Although the order itself is 99 pages long, it contains a useful summary of conclusions (at para 27.2), which is extracted below:
1. OFCDs are hybrid instruments, and are ‘debentures’.
2. The definition of ‘securities’ under Section 2(h) of the SCR Act is an inclusive one, and can accommodate a wide class of financial instruments. The OFCDs issued by the two Companies fall well within this definition.
3. The issue of OFCDs by the two Companies is public in nature, as they have been offered and issued to more than fifty persons, being covered under the first proviso to Section 67(3) of the Companies Act. The manner and the features of fund raising under the OFCDs issued by the two Companies further show that they cannot be regarded to be of a domestic concern or that only invitees have accepted the offer.
4. Section 60B deals with the issue of information memorandum to the public alone.

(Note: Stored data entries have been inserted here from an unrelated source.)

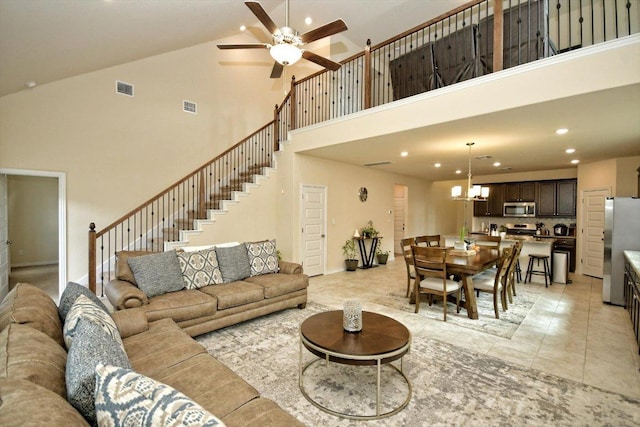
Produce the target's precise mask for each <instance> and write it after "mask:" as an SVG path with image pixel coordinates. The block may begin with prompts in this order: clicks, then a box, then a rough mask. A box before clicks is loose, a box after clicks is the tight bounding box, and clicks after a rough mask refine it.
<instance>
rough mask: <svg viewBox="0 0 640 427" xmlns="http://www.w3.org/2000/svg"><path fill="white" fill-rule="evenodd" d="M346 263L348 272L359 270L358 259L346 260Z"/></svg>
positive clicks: (347, 259)
mask: <svg viewBox="0 0 640 427" xmlns="http://www.w3.org/2000/svg"><path fill="white" fill-rule="evenodd" d="M344 263H345V264H346V266H347V271H356V269H357V268H358V260H357V259H345V260H344Z"/></svg>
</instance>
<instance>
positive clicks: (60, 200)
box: [0, 168, 67, 298]
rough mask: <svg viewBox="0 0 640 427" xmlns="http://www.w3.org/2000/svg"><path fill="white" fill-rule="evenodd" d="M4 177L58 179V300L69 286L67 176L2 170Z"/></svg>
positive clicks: (46, 172)
mask: <svg viewBox="0 0 640 427" xmlns="http://www.w3.org/2000/svg"><path fill="white" fill-rule="evenodd" d="M0 173H1V174H4V175H23V176H40V177H47V178H57V179H58V298H59V297H60V295H62V292H64V289H65V287H66V284H67V194H66V189H67V174H66V173H64V172H51V171H38V170H30V169H9V168H0Z"/></svg>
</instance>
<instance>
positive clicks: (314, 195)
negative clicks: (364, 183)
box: [301, 185, 327, 276]
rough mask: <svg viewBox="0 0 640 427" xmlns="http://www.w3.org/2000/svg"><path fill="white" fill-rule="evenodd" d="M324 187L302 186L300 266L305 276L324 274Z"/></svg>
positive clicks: (305, 185)
mask: <svg viewBox="0 0 640 427" xmlns="http://www.w3.org/2000/svg"><path fill="white" fill-rule="evenodd" d="M326 199H327V189H326V187H319V186H313V185H303V186H302V202H301V203H302V206H301V212H302V216H301V217H302V246H301V247H302V266H303V268H304V272H305V274H307V275H309V276H318V275H321V274H324V267H325V254H326V247H325V230H326V222H325V217H326Z"/></svg>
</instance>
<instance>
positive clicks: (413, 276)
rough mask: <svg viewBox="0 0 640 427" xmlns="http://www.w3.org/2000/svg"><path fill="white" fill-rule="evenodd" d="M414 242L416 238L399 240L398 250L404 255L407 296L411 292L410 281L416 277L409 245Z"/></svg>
mask: <svg viewBox="0 0 640 427" xmlns="http://www.w3.org/2000/svg"><path fill="white" fill-rule="evenodd" d="M415 244H416V239H415V238H413V237H408V238H406V239H402V240H400V251H401V252H402V256H403V257H404V263H405V265H406V267H407V298H408V297H409V294H410V292H411V282H412V281H413V280H414V279H415V278H416V274H415V270H414V269H413V257H412V254H411V246H413V245H415Z"/></svg>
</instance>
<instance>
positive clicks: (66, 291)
mask: <svg viewBox="0 0 640 427" xmlns="http://www.w3.org/2000/svg"><path fill="white" fill-rule="evenodd" d="M80 295H84V296H85V297H87V298H89V299H90V300H91V301H93V302H95V303H96V305H97V306H98V307H100V308H102V309H103V310H104V311H105V312H106V313H109V309H108V308H107V307H106V306H105V305H104V304H103V303H102V301H100V298H98V297H97V296H96V295H95V294H94V293H93V292H91V291H90V290H89V288H86V287H84V286H82V285H79V284H77V283H74V282H69V283H67V287H66V288H64V292H62V296H61V297H60V304H58V313H59V314H60V319H61V320H62V322H64V319H66V318H67V313H69V310H70V309H71V306H72V305H73V303H74V302H76V298H78V297H79V296H80Z"/></svg>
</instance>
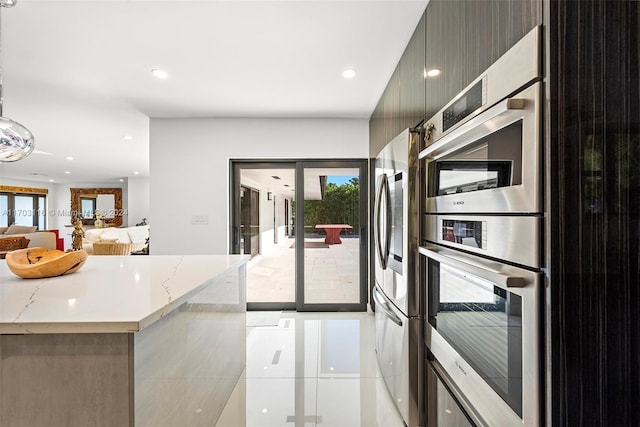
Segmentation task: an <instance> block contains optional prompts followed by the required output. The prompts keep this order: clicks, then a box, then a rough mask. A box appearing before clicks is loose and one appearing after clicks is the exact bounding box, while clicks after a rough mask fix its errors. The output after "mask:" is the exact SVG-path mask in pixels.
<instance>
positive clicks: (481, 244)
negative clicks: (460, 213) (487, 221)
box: [440, 219, 487, 250]
mask: <svg viewBox="0 0 640 427" xmlns="http://www.w3.org/2000/svg"><path fill="white" fill-rule="evenodd" d="M440 224H441V225H440V232H441V233H442V234H441V237H442V240H443V241H445V242H451V243H457V244H459V245H462V246H467V247H470V248H477V249H485V250H486V249H487V221H467V220H456V219H443V220H441V221H440Z"/></svg>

Therefore the same cannot be used for raising capital through private placements as the said provision is exclusively designed for public book built issues. When a company files an information memorandum under Section 60B, it should apply for listing and therefore has to be treated as a listed public company for the purposes of Section 60B(9) of the Companies Act. Further, Section 60B has to be read together with all other applicable provisions of the Companies Act and cannot be adopted as a separate code by itself for raising funds, without due regard to the scheme and purpose of the Act itself. The same evidently has never been the intention of the Parliament.
5. The two companies, in raising money from the public, in violation of the legal framework applicable to them, have not complied with the elaborate investor protection measures, explained in Paragraph 25 above. This, inter alia, also means that the rigorous scrutiny carried out by SEBI Registered intermediaries on any public issue by a public company have been subverted in the mobilization of huge sums of money from the public, by the two Companies.

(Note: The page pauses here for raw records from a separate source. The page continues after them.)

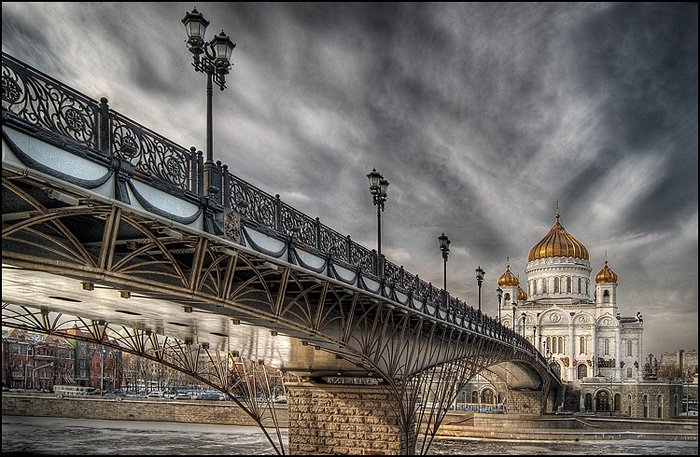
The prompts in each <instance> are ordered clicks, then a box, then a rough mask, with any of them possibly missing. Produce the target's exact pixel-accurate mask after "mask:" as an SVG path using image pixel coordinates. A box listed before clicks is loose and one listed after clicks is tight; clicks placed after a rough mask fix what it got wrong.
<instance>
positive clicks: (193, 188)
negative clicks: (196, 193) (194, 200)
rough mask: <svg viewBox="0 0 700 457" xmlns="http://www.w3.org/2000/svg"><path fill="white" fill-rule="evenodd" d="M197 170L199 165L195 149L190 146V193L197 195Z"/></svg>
mask: <svg viewBox="0 0 700 457" xmlns="http://www.w3.org/2000/svg"><path fill="white" fill-rule="evenodd" d="M198 169H199V164H198V163H197V148H195V147H194V146H190V191H192V192H194V193H197V187H198V184H197V170H198Z"/></svg>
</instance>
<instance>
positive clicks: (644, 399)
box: [642, 394, 649, 419]
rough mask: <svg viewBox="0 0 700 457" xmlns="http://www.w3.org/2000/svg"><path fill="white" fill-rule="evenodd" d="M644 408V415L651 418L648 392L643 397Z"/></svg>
mask: <svg viewBox="0 0 700 457" xmlns="http://www.w3.org/2000/svg"><path fill="white" fill-rule="evenodd" d="M642 410H643V411H642V417H643V418H645V419H647V418H649V396H648V395H646V394H645V395H644V396H643V397H642Z"/></svg>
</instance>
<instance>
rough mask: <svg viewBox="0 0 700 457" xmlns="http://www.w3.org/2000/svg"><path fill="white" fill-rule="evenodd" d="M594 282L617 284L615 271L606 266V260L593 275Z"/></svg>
mask: <svg viewBox="0 0 700 457" xmlns="http://www.w3.org/2000/svg"><path fill="white" fill-rule="evenodd" d="M595 282H596V284H617V273H615V272H614V271H612V268H610V267H609V266H608V261H607V260H606V261H605V265H603V268H602V269H601V270H600V271H599V272H598V274H597V275H595Z"/></svg>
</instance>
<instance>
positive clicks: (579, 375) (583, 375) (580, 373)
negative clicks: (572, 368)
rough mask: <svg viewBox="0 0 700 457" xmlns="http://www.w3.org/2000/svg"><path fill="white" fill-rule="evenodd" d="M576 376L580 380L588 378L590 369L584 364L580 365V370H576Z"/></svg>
mask: <svg viewBox="0 0 700 457" xmlns="http://www.w3.org/2000/svg"><path fill="white" fill-rule="evenodd" d="M576 375H577V376H576V377H577V378H578V379H583V378H585V377H588V367H587V366H586V365H584V364H581V365H579V366H578V368H577V369H576Z"/></svg>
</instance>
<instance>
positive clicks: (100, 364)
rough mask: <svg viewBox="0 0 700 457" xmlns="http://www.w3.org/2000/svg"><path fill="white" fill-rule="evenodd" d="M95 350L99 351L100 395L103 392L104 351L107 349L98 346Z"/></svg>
mask: <svg viewBox="0 0 700 457" xmlns="http://www.w3.org/2000/svg"><path fill="white" fill-rule="evenodd" d="M97 352H99V353H100V396H102V395H104V394H105V392H104V389H105V353H106V352H107V350H106V349H105V348H104V346H100V348H99V349H98V350H97Z"/></svg>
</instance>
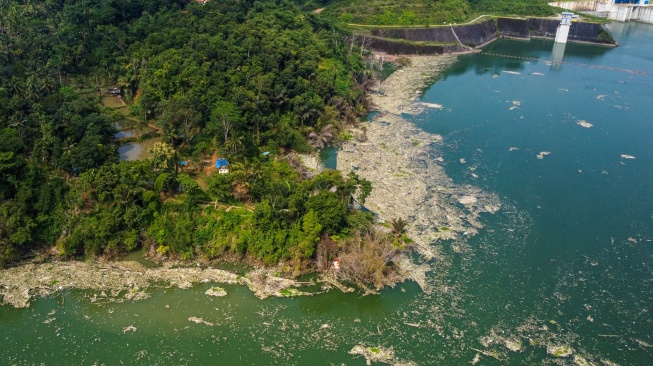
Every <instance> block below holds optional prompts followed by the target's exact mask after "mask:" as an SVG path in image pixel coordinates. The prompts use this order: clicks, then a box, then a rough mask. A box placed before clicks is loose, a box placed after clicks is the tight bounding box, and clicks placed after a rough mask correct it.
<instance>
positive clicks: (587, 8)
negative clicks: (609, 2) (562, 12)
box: [549, 0, 599, 11]
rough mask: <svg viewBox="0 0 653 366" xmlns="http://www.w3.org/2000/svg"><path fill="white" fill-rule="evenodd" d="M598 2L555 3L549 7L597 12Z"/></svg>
mask: <svg viewBox="0 0 653 366" xmlns="http://www.w3.org/2000/svg"><path fill="white" fill-rule="evenodd" d="M598 4H599V2H598V1H596V0H595V1H556V2H551V3H549V5H551V6H555V7H558V8H563V9H567V10H573V11H597V10H598V9H597V8H596V7H597V6H598Z"/></svg>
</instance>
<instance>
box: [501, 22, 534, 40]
mask: <svg viewBox="0 0 653 366" xmlns="http://www.w3.org/2000/svg"><path fill="white" fill-rule="evenodd" d="M497 29H498V31H499V34H500V35H501V36H503V37H513V38H528V37H529V32H528V22H527V21H524V20H523V19H510V18H498V19H497Z"/></svg>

6. The two Companies have not executed debenture trust deeds for securing the issue of debenture; failed to appoint a debenture trustee; and failed to create a debenture redemption reserve for the redemption of such debentures.
7. The two Companies have failed to appoint a monitoring agency (a public financial institution or a scheduled commercial bank) when their issue size exceeded `500 cr., for the purposes of monitoring the use of proceeds of the issue. This mechanism is put in place to avoid siphoning of the funds by the promoters by diverting the proceeds of the issue.
8. The two companies failed to enclose an abridged prospectus, containing details as specified, along with their forms.
9. The companies have kept their issues open for more than three years/two years, as the case may be, in contravention of the prescribed time limit of ten working days under the regulations.
10. The two companies have failed to apply for and obtain listing permission from recognized stock exchanges.
Although the case involved an egregious set of facts, the SEBI order leaves no stone unturned in establishing the case of violation on the part of the Sahara companies. Despite being an order of first instance by a regulatory authority, it is replete with in-depth judicial analysis of various concepts under corporate and securities laws, including the meaning and scope of financial instruments such as OFCDs, debentures and hybrid securities, and the interpretation of various provisions of the Companies Act and Securities Contracts (Regulation) Act, all of which have been supported by relevant case law.